A Memory Called Empire Page 19
Mahit could see the way her career on Teixcalaan might curve, now: could see herself becoming like Ambassador Gorlaeth of Dava, trying to find commonality with the other newly conquered. She must have looked stricken, because Three Seagrass said, “Look. We know a lot more now than we did yesterday, and that’s not nothing.”
Mahit admitted that they did. “I wonder if this is what Thirty Larkspur was trying to warn me about,” she said. “The deal is off.”
“You mean that your predecessor had somehow made an arrangement to keep Lsel Station out of the path of annexation,” said Three Seagrass.
Mahit nodded. “And whatever he agreed to was an agreement between him and … His Majesty, I suspect. And now that he’s dead, the deal is off.”
“If I was a suspicious person…” Three Seagrass began.
“You are a suspicious person, you work for the Information Ministry,” Mahit said.
Three Seagrass composed herself into a picture of innocence, which didn’t have any reassuring effects at all. “If I was a suspicious person,” she said again, “I would suspect that it is extremely convenient for whoever wanted the fleet to head toward Parzrawantlak that he is dead.”
“And if I was a suspicious person,” Mahit said, “I would agree with you. Three Seagrass, can you get me a private audience with His Majesty?”

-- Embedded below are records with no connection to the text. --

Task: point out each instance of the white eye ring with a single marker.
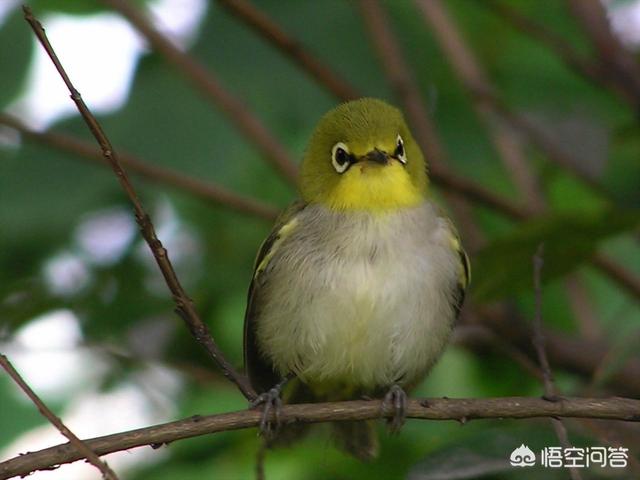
(400, 152)
(340, 158)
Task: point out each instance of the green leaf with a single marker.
(504, 267)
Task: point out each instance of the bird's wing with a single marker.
(259, 370)
(464, 274)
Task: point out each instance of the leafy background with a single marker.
(131, 339)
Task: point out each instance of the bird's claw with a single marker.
(271, 408)
(396, 399)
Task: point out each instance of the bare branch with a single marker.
(184, 305)
(611, 52)
(433, 409)
(550, 391)
(208, 191)
(212, 88)
(78, 445)
(270, 31)
(592, 71)
(406, 89)
(472, 76)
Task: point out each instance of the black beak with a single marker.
(377, 156)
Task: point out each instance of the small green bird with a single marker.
(356, 289)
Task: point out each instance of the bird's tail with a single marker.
(357, 438)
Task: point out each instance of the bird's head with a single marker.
(362, 156)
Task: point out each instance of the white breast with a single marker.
(360, 299)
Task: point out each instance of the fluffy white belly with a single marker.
(366, 301)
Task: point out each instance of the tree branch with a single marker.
(78, 445)
(184, 305)
(403, 82)
(550, 391)
(208, 191)
(461, 410)
(612, 54)
(592, 71)
(207, 83)
(271, 31)
(472, 76)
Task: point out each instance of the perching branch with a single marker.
(461, 410)
(77, 445)
(184, 305)
(254, 130)
(207, 191)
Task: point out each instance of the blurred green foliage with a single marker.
(45, 194)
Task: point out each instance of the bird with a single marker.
(356, 290)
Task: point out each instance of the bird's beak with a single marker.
(376, 156)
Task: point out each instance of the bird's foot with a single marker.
(396, 399)
(271, 403)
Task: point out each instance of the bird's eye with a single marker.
(400, 154)
(340, 157)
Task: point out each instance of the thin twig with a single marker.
(550, 392)
(260, 458)
(592, 71)
(433, 409)
(254, 130)
(403, 82)
(472, 76)
(184, 305)
(611, 53)
(208, 191)
(271, 31)
(79, 447)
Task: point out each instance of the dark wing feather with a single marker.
(258, 368)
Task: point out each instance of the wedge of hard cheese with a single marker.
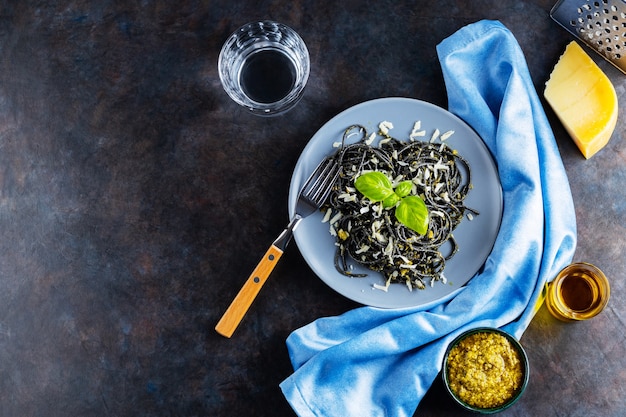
(583, 98)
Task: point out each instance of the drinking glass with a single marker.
(264, 66)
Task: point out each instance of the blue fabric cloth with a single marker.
(377, 362)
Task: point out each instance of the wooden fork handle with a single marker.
(240, 305)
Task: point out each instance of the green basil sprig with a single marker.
(411, 210)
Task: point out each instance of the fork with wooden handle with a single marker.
(312, 195)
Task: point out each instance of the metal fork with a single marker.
(312, 195)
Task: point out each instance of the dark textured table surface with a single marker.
(136, 198)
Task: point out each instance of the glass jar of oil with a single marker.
(579, 292)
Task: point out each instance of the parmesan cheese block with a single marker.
(583, 98)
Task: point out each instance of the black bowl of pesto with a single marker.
(485, 370)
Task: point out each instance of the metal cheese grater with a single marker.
(600, 24)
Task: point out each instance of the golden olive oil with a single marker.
(579, 292)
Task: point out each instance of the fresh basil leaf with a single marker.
(391, 200)
(404, 188)
(413, 213)
(374, 185)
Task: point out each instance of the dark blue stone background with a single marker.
(136, 198)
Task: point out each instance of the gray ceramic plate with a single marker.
(475, 238)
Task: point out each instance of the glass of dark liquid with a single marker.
(264, 66)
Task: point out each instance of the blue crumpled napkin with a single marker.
(377, 362)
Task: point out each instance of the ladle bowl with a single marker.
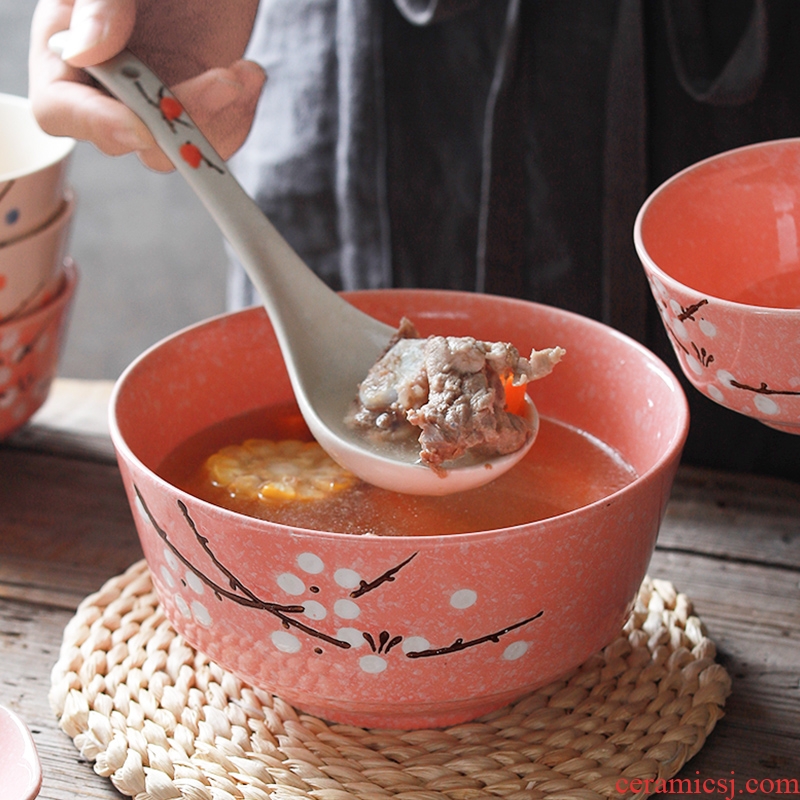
(328, 345)
(444, 627)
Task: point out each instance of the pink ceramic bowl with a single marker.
(30, 347)
(399, 631)
(33, 170)
(30, 268)
(719, 244)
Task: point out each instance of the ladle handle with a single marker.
(294, 296)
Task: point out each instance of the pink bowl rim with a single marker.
(651, 265)
(69, 270)
(61, 217)
(673, 446)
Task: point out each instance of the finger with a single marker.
(64, 99)
(98, 30)
(82, 112)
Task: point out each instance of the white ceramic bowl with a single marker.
(33, 169)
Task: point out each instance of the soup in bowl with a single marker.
(719, 246)
(389, 610)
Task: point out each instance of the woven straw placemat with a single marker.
(163, 722)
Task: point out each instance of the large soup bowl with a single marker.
(401, 632)
(719, 245)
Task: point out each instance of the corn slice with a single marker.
(282, 471)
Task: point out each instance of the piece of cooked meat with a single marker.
(449, 391)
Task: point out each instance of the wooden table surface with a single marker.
(730, 542)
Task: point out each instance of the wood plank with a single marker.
(30, 638)
(733, 516)
(68, 515)
(73, 421)
(752, 613)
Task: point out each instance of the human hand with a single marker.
(198, 58)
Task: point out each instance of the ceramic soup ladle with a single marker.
(327, 344)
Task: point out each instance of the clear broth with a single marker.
(564, 470)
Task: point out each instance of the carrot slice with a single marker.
(515, 397)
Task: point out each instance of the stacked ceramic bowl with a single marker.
(37, 279)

Three Seagrass pressed her lips together, considering. “Under normal circumstances,” she said, “I’d tell you that I could, but there’d be a three-month waiting period and I couldn’t guarantee you’d be alone. But under the circumstances, I believe I might just be able to do better than that. You have very good, very official reasons to want to speak directly to His Illuminate Majesty.”
“I do,” Mahit said. “Arrange it. We have this delightfully equipped office, we might as well use it.”
“It’s all being recorded,” Three Seagrass said, slightly apologetic. “I’d guarantee Nineteen Adze keeps track of every gesture and every glyph.”
“I know,” Mahit said. “But I don’t see us having many other options, do you?”
“As long as you know—”
“Arrange it,” Mahit said, more firmly, and Three Seagrass nodded, got up, and went to open one of the infograph screens. Mahit instantly felt better. She knew it was a false feeling—the sensation of being in control of the headlong, desperate rush was illusory, even if you took the initial leap under your own power—but she could use whatever comfort she could find.
Every moment she wasn’t doing something else, she imagined the vector of ships.
What could she do?
It was a logic problem, or something out of classical physics: given these constraints, what action was possible? Given: that she was trapped in the heart of Palace-North, with only electronic access to her own files and messages, and no access at all to the pile of physical mail which was certainly growing in size and urgency in her own office. Given: that every action she took on an electronic system while here in Nineteen Adze’s apartment would be monitored, which further constrained her ability to communicate unguardedly. Given: that Lsel Station would not know yet that the might of Teixcalaan was about to rush over them like the casually outflung loop of a solar flare, and had nothing like sufficient military capacity to meaningfully resist a full Teixcalaanli expedition. Given: that her predecessor had been murdered, perhaps to allow this conquest to proceed in this direction. Given: that her imago’s presence as conscious memory was malfunctioning, leaving her with only the ghosts of neurochemical feelings that didn’t belong to her, and flashes of memory so vivid they were like living another life. Given: that her imago’s malfunction might have been sabotage, and—think about it, Mahit, let yourself really think about it—that sabotage might have taken place long before she ever arrived on the Jewel of the World—might, in fact, have originated with her own people, for reasons she didn’t understand.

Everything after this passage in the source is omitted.